The motivation behind the now two decades-long development of this drug is to provide more effective pain relief for both children and adults. Opioid analgesics produce side-effects and can be addictive, hence the interest in developing better non-opioid approaches to pain relief.
Cawthron scientists have developed a reliable and commercially scalable method for producing neosaxitoxin, a potent toxin from the paralytic shellfish toxin family, that can be combined with existing local anaesthetics for use for pain control during and after surgery in post-operative patients. Their work on this programme has received funding support from the Ministry of Business, Innovation and Employment and the Ministry of Primary Industries’ Sustainable Food & Fibre Futures Fund.
Science leader for algae and bioactives research at Cawthron, Dr Johan Svenson, says this is a globally significant scientific innovation that demonstrates Cawthron Institute’s world leading expertise in algal biotechnology and bioactive compound extraction and purification. His main areas of research are marine natural products, marine biotechnology, antifouling, medicinal chemistry, biomaterials and peptide chemistry. Johan leads Cawthron’s development of a New Zealand algae sector by exploring collaborative R&D programmes to generate algal based products, novel bioactives for commercial applications, as well as analytical standards.
“Cawthron Institute has decades of experience producing compounds from algae for a range of scientific purposes. When we began our collaboration with researchers at Boston Children’s Hospital on the development of a neosaxitoxin-based pain medication, we were confident we could develop a reliable method of production of a high-purity product, even though no other research institute before us had achieved this feat.”

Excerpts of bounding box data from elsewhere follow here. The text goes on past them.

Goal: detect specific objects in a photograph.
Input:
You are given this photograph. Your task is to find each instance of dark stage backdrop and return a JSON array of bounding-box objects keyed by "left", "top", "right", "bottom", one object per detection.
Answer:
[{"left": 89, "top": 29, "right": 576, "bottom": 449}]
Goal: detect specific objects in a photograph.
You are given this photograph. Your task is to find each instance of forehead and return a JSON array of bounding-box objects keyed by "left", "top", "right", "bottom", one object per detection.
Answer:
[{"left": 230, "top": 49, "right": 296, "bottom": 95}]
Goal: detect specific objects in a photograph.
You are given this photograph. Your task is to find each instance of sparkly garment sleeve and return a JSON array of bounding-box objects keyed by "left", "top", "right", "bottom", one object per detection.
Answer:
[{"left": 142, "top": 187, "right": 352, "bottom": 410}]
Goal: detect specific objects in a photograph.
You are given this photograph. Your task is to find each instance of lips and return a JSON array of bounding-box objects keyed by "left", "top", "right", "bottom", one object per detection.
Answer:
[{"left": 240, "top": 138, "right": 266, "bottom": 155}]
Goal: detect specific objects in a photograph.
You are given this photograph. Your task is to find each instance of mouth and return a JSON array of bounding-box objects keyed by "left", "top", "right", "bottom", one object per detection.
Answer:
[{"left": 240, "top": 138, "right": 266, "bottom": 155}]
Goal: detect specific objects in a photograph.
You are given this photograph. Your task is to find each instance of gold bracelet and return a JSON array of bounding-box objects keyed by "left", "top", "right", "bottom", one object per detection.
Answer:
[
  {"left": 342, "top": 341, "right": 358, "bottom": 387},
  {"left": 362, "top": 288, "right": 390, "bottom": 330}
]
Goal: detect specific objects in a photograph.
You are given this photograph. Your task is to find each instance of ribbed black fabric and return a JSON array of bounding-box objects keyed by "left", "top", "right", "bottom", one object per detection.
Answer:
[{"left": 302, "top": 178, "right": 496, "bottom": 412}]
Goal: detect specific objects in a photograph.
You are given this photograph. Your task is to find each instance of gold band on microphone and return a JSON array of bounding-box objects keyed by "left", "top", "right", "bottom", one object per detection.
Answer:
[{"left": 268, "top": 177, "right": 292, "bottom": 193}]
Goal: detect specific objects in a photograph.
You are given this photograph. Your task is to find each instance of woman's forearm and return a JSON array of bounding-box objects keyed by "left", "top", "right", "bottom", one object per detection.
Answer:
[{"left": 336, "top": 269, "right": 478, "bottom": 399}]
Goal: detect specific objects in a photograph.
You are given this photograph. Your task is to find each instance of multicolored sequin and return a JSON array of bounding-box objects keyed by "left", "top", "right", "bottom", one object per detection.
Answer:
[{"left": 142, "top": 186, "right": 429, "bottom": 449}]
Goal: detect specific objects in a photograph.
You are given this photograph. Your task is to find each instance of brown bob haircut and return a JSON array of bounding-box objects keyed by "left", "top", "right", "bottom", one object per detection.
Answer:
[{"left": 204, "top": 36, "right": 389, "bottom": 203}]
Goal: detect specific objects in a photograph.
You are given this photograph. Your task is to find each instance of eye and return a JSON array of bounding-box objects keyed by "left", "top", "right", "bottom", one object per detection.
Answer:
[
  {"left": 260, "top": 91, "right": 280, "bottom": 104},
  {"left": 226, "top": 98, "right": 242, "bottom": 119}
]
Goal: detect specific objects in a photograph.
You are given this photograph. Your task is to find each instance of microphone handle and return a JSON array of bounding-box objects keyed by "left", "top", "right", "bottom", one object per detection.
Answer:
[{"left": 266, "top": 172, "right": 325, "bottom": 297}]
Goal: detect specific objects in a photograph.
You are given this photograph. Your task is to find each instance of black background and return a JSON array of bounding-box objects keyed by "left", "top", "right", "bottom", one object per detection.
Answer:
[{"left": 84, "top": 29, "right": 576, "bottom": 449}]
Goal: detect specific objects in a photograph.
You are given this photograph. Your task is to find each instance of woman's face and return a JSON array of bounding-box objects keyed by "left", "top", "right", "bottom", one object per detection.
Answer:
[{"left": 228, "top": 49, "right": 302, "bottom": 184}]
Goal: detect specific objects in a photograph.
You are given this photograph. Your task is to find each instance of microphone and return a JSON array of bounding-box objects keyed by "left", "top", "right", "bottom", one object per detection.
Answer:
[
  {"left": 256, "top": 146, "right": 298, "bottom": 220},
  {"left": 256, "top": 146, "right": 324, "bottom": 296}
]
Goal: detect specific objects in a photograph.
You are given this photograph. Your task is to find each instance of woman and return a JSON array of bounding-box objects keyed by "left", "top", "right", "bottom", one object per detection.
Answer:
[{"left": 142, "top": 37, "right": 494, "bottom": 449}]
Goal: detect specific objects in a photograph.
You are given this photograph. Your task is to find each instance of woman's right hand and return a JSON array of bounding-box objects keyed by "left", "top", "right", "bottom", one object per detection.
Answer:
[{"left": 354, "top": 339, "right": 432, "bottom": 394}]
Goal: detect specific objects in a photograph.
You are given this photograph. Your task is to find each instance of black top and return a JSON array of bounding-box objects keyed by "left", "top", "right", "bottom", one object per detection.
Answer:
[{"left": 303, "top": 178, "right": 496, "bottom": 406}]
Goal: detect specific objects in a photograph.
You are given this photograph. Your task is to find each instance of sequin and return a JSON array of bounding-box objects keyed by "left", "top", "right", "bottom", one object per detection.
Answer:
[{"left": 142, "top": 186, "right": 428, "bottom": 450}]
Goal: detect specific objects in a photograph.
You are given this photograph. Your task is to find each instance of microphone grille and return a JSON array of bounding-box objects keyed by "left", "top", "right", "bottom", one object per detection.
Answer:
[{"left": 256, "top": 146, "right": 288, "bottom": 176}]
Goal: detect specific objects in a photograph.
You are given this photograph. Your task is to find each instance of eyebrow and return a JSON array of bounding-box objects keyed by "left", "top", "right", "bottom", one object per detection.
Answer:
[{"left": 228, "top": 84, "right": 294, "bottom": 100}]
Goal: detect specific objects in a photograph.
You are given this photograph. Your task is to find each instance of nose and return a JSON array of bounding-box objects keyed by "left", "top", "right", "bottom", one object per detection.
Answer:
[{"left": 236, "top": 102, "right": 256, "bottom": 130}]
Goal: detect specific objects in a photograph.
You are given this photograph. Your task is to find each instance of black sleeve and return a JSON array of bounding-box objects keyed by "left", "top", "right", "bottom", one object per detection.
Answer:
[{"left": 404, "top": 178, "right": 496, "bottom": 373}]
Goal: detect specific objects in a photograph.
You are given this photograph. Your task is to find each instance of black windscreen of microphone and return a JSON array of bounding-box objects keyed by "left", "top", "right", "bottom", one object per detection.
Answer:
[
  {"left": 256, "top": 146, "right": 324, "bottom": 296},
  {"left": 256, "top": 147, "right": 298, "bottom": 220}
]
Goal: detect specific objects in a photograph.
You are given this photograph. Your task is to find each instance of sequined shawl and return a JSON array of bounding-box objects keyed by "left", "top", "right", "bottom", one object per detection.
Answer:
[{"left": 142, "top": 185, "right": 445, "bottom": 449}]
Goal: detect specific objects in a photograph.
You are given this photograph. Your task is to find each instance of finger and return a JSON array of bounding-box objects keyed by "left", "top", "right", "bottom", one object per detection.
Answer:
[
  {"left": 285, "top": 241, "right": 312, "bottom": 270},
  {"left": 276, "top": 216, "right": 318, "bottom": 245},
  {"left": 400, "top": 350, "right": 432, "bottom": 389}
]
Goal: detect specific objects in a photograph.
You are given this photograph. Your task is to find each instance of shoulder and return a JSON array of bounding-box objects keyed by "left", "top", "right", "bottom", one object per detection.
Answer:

He adds that producing commercial quantities of algae is a complex business. “Figuring out how to grow it is challenging enough, but then you still need the capability to extract and purify the bioactive compound, and in the case of neosaxitoxin, there was a chemical conversion step that we have developed and patented to achieve the level of purity required.”
The algae which produces the neosaxitoxin being trialled is grown in specialised tanks at the Cawthron Natural Compounds facility in Stoke, near Nelson.
Heading up the algal biotechnology team there is Joel Bowater, who says “We get a 1000-fold increase in productivity in the tanks compared to a natural bloom. Strain selection is absolutely important, and that is one of the enabling factors for us here to produce neo (neosaxitoxin) in the concentrations we do.”
Joel says it is really exciting to be part of helping to bring this first-ever algal-based pain medication to market in collaboration with Harvard Medical School and Proteus. “This story of turning a nuisance toxic algae into a potential drug is a fantastic example of how our world-class science can make a better future for us all.”
The neosaxitoxin-based drug programme at Harvard Medical School is being co-led by Dr Charles Berde, co-founder of the Pain Treatment Center in the Department of Anesthesiology, Critical Care and Pain Medicine at Boston Children’s Hospital and professor of anaesthesia at Harvard Medical School, as well as Dr Daniel Kohane, director of the Laboratory for Biomaterials and Drug Delivery and vice chair for research in the Department of Anesthesiology, Critical Care and Pain Medicine at Boston Children’s Hospital and professor of anaesthesia at Harvard Medical School.